As has already been discussed in the forum in topics like ‘Bonds do not bond’ and they are just a ‘piece of paper’ for the person who has already made up his mind to quit, I also agree that bonds are not the solution for bringing down attrition in a company. Companies like TCS have bonds which require freshers joining the company to work for a minimum of two years before they can quit. This is done to recover the money they spend on their training. But this is also the reason why many good students avoid sitting for TCS during their placements in campuses. And then does this bond actually prevent people from quitting? Not at all. Many freshers quit every year and they do not even pay back the amount they are needed to pay TCS if they are breaking the bond. There are forums on the internet where people openly write that this is not enforceable in India ( as has been mentioned already in one of the blogs in this forum) and share their experience of how they have left their companies without paying the money they were required to pay. Yes, one way that these people are penalized are they are not given their Provident Fund money or any experience certificate and cannot work for TCS in future. But this is not what the company had wanted from the bond. So, is the company actually able to retain its employees through bonds?

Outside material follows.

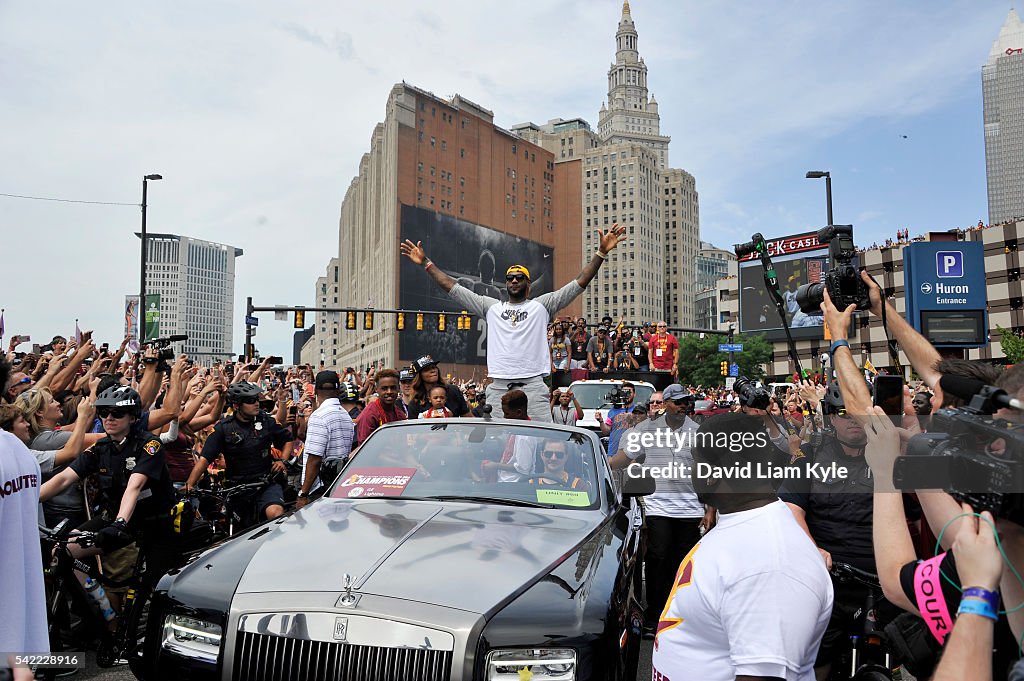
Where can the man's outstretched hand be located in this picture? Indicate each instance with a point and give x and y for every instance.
(609, 239)
(415, 251)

Here, I will also give the example of Onmobile Global Ltd., Bangalore. This is the company I had worked for before coming here. Attrition in Onmobile is very low because they have ESOPS options for employees. You are entitled to get certain number of shares at face value but over a period of time. For instance, If you are entitled to 1000 shares, you will get 250 shares each every year. But you loose the rights to get the same if you quit before that. So, almost every employee wanted to stay on for a minimum of four years. So, I think incentives actually work better than bonds in bonding employees to the company.